Elixir Hex.pm Documentation License

Lightweight dataset management library for AI evaluation research in Elixir.

CrucibleDatasets provides a unified interface for loading, caching, evaluating, and sampling benchmark datasets (MMLU, HumanEval, GSM8K) with support for versioning, reproducible evaluation, and custom datasets.

Note: v0.5.1 adds inspect_ai parity features. v0.5.0 removed the HuggingFace Hub integration from v0.4.x. Versions 0.4.0 and 0.4.1 are deprecated. See CHANGELOG.md for details.

Features

  • Automatic Caching: Fast access with local caching and version tracking
  • Comprehensive Metrics: Exact match, F1 score, BLEU, ROUGE evaluation metrics
  • Dataset Sampling: Random, stratified, and k-fold cross-validation
  • Reproducibility: Deterministic sampling with seeds, version tracking
  • Result Persistence: Save and query evaluation results
  • Export Tools: CSV, JSONL, Markdown, HTML export
  • CrucibleIR Integration: Unified dataset references via DatasetRef
  • MemoryDataset: Lightweight in-memory dataset construction
  • Dataset Extensions: Filter, sort, slice, and shuffle operations
  • FieldMapping: Declarative field mapping for flexible schema handling
  • Generic Loader: Load datasets from JSONL, JSON, and CSV files
  • Extensible: Easy integration of custom datasets and metrics

Supported Datasets

  • MMLU (Massive Multitask Language Understanding) - 57 subjects across STEM, humanities, social sciences
  • HumanEval - Code generation benchmark with 164 programming problems
  • GSM8K - Grade school math word problems (8,500 problems)
  • NoRobots - Human-written instruction-response pairs for instruction-following (9,500 examples)
  • Custom Datasets - Load from local JSONL, JSON, or CSV files

Installation

Add crucible_datasets to your list of dependencies in mix.exs:

def deps do
  [
    {:crucible_datasets, "~> 0.5.3"}
  ]
end

Quick Start

# Load a dataset
{:ok, dataset} = CrucibleDatasets.load(:mmlu_stem, sample_size: 100)

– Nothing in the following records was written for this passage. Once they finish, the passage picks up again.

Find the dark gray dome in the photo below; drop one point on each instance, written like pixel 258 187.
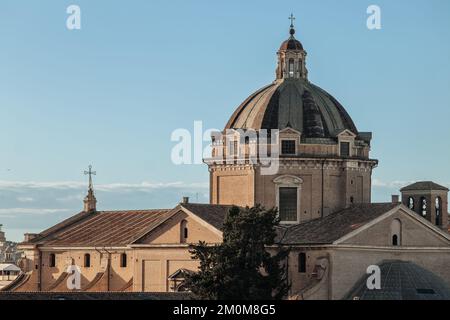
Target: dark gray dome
pixel 296 103
pixel 403 280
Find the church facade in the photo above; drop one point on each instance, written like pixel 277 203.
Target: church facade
pixel 321 186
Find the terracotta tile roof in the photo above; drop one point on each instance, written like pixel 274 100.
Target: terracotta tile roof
pixel 424 185
pixel 333 227
pixel 212 213
pixel 102 228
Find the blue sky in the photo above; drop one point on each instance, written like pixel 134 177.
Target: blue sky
pixel 112 93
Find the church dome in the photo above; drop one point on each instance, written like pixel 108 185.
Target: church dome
pixel 294 103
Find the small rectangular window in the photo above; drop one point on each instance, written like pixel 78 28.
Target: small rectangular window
pixel 234 148
pixel 288 147
pixel 87 260
pixel 302 262
pixel 345 149
pixel 123 260
pixel 288 204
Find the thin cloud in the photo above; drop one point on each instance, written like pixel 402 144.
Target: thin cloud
pixel 15 212
pixel 65 185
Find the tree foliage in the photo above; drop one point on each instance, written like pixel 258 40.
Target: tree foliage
pixel 242 267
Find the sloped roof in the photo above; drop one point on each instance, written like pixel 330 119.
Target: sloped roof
pixel 8 267
pixel 211 213
pixel 403 280
pixel 333 227
pixel 102 228
pixel 424 185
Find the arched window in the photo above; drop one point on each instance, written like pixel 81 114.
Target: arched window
pixel 291 68
pixel 184 232
pixel 302 262
pixel 123 260
pixel 396 232
pixel 423 206
pixel 288 190
pixel 52 260
pixel 438 211
pixel 411 203
pixel 87 260
pixel 395 240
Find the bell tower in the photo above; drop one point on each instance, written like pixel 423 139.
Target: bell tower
pixel 90 202
pixel 429 200
pixel 291 57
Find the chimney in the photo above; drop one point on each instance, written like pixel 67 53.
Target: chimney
pixel 30 236
pixel 395 199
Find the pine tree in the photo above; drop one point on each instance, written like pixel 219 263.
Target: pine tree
pixel 242 268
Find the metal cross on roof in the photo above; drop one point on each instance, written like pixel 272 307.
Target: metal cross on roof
pixel 292 18
pixel 90 173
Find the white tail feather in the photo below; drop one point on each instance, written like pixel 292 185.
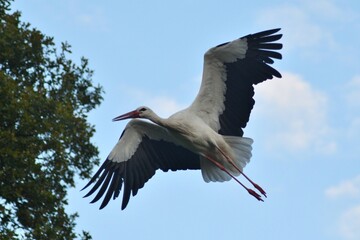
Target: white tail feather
pixel 241 147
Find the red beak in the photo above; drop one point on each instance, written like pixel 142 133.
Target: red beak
pixel 132 114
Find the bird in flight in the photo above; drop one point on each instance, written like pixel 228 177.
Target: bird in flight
pixel 208 135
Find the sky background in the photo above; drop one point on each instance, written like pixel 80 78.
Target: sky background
pixel 305 126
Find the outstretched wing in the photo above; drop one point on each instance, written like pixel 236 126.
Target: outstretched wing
pixel 225 99
pixel 142 149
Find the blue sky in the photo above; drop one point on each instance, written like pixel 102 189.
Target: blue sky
pixel 306 126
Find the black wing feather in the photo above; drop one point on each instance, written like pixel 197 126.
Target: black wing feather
pixel 134 173
pixel 243 74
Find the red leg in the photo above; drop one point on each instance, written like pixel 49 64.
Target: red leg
pixel 233 164
pixel 250 191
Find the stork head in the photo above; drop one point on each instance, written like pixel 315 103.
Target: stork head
pixel 140 112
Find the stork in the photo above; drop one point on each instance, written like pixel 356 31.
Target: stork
pixel 208 135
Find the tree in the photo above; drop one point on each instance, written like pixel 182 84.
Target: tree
pixel 44 133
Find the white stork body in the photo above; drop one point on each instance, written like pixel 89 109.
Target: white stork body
pixel 207 135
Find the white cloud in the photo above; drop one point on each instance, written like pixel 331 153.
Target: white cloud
pixel 298 114
pixel 348 188
pixel 301 32
pixel 164 106
pixel 349 226
pixel 353 92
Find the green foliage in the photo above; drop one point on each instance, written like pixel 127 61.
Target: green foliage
pixel 44 133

# Create predictions (example with perfect predictions)
predictions = Enum.map(dataset.items, fn item ->
  %{
    id: item.id,
    predicted: item.expected,
    metadata: %{latency_ms: 100}
  }
end)

# Evaluate
{:ok, results} = CrucibleDatasets.evaluate(predictions,
  dataset: dataset,
  metrics: [:exact_match, :f1],
  model_name: "my_model"
)

IO.puts("Accuracy: #{results.accuracy * 100}%")
# => Accuracy: 100.0%

DatasetRef Integration

CrucibleDatasets supports CrucibleIR.DatasetRef for unified dataset references across the Crucible framework:

alias CrucibleIR.DatasetRef

# Create a DatasetRef
ref = %DatasetRef{
  name: :mmlu_stem,
  split: :train,
  options: [sample_size: 100]
}

# Load dataset using DatasetRef
{:ok, dataset} = CrucibleDatasets.load(ref)

# DatasetRef works seamlessly with all dataset operations
predictions = generate_predictions(dataset)
{:ok, results} = CrucibleDatasets.evaluate(predictions, dataset: dataset)

This enables seamless integration with other Crucible components like crucible_harness, crucible_ensemble, and crucible_bench.

Usage Examples

Loading Datasets

# Load by name
{:ok, mmlu} = CrucibleDatasets.load(:mmlu_stem, sample_size: 200)
{:ok, gsm8k} = CrucibleDatasets.load(:gsm8k)
{:ok, humaneval} = CrucibleDatasets.load(:humaneval)
{:ok, no_robots} = CrucibleDatasets.load(:no_robots, sample_size: 100)

# Load custom dataset from file
{:ok, custom} = CrucibleDatasets.load("my_dataset", source: "path/to/data.jsonl")

In-Memory Datasets

Create datasets directly from lists without files:

alias CrucibleDatasets.MemoryDataset

# Create from list of items
dataset = MemoryDataset.from_list([
  %{input: "What is 2+2?", expected: "4"},
  %{input: "What is 3+3?", expected: "6"}
])

# With custom name and metadata
dataset = MemoryDataset.from_list([
  %{input: "Q1", expected: "A1", metadata: %{difficulty: "easy"}},
  %{input: "Q2", expected: "A2", metadata: %{difficulty: "hard"}}
], name: "my_dataset", version: "1.0.0")

# Auto-generates IDs (item_1, item_2, ...)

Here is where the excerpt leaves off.